For the first time Patience felt inclined to cry, but her aversion to display feeling controlled her. She merely approached and stood before him, swinging her sunbonnet.

“Don’t let us talk about it,” he said hastily. “I have something else to say to you. Sit down.”

They sat down side by side on a bench.

“You know,” the old gentleman continued, “I have a half-sister in the east—Harriet Tremont, her name is—in Mariaville-on-Hudson, New York. She is the best woman in the world, the most sinless creature I ever knew, yet full of human nature and never dull. She is very religious, has given up her life to doing good, and has some eccentric notions of her own. She writes me dutifully twice a year, although we have not met for thirty, and in her last letter she told me she intended to adopt a child, rescue a soul as she called it, and furthermore that she should adopt the child of the most worthless parents she could discover in her work among the worthless. Since—lately—I have been thinking strongly of sending you to her. You must get away from here. You must have a chance in life. If you remain here you will grow up bitter and hard, and the result with your brain and temperament may be terrible. You are capable of becoming a very bad or a very good woman. You are still young—but there is no time to lose. Should you care to go?”

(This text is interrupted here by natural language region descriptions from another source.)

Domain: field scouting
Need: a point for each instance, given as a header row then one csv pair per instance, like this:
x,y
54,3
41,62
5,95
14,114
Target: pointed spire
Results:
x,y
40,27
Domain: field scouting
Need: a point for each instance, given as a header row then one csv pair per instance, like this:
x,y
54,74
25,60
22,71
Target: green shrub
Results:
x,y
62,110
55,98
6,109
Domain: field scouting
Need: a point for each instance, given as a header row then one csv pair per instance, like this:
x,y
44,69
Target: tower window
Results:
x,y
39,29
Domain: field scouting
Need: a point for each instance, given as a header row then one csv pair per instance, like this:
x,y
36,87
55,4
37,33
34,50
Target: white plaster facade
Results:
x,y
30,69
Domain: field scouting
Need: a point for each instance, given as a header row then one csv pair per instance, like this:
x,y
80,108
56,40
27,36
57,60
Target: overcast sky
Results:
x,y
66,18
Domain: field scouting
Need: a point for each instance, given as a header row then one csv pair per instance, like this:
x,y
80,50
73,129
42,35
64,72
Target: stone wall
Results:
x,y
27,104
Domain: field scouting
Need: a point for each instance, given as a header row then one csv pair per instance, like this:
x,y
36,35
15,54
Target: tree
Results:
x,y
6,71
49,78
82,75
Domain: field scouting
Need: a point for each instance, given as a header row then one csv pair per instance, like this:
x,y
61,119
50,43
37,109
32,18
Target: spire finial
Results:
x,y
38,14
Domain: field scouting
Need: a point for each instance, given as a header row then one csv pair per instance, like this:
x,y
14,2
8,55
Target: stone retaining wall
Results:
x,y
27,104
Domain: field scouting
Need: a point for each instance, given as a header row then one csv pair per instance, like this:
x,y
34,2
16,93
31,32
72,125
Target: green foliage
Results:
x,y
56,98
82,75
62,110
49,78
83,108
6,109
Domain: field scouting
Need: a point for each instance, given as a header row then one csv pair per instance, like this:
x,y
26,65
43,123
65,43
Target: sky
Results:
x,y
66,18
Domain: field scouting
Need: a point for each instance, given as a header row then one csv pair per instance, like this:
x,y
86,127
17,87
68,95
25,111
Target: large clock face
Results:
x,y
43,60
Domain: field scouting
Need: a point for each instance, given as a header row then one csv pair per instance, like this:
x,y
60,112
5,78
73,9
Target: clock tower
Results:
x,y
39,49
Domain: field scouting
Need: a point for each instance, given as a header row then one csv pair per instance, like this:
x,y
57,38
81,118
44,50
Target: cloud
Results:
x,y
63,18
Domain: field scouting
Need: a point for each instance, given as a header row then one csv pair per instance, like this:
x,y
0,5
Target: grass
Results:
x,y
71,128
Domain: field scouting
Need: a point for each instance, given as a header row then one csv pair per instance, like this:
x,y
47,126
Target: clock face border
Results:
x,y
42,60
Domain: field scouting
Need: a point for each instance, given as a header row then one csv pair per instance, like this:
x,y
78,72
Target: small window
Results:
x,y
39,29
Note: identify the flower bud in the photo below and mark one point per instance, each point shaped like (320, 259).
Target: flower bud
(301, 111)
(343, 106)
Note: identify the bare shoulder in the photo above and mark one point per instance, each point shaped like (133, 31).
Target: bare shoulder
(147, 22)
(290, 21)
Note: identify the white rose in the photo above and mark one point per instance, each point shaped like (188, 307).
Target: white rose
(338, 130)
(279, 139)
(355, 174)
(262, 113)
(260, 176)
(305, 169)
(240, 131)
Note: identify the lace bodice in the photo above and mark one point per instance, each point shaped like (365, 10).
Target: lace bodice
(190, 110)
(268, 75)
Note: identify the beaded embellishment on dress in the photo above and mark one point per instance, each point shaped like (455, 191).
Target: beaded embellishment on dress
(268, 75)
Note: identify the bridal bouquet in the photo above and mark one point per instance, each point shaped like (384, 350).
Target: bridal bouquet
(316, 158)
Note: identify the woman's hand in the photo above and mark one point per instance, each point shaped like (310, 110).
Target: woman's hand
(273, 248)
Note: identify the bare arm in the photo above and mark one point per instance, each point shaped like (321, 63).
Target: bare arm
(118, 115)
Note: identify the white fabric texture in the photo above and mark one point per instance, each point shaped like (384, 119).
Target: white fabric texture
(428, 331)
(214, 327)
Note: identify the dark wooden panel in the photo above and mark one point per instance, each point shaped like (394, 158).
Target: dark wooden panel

“Of course I should,” cried Patience, enchanted with the idea of an excursion into unknown worlds. Then her face fell. “But I shouldn’t like to be adopted. That is too much like charity.”

“Is the ranch entirely mortgaged?”

Patience nodded.

“Well, let us look at it as a business proposition. You will be little expense to her—she is fairly well off; and one more in the household makes no appreciable difference. You will attend the public schools with the view to become a teacher, and when you are earning a salary you can repay her for what little outlay she may have made. Do you see?”

“Yes. I don’t mind if you look at it that way.”

“I’ll see your mother in a day or two. You don’t think she’ll object, do you?”

“Object? What has she got to say about it?”

“A great deal, unfortunately. She is your legal guardian. But she doesn’t love you, and I think can be persuaded. I shall miss you, my dear. What shall I do without my bright little girl?”

Patience nestled up to him, and the two strangely assorted companions remained silent for a time watching the seagulls sweep over the blue bay. Then Mr. Foord drifted naturally into the past, and Patience grew romantic once more.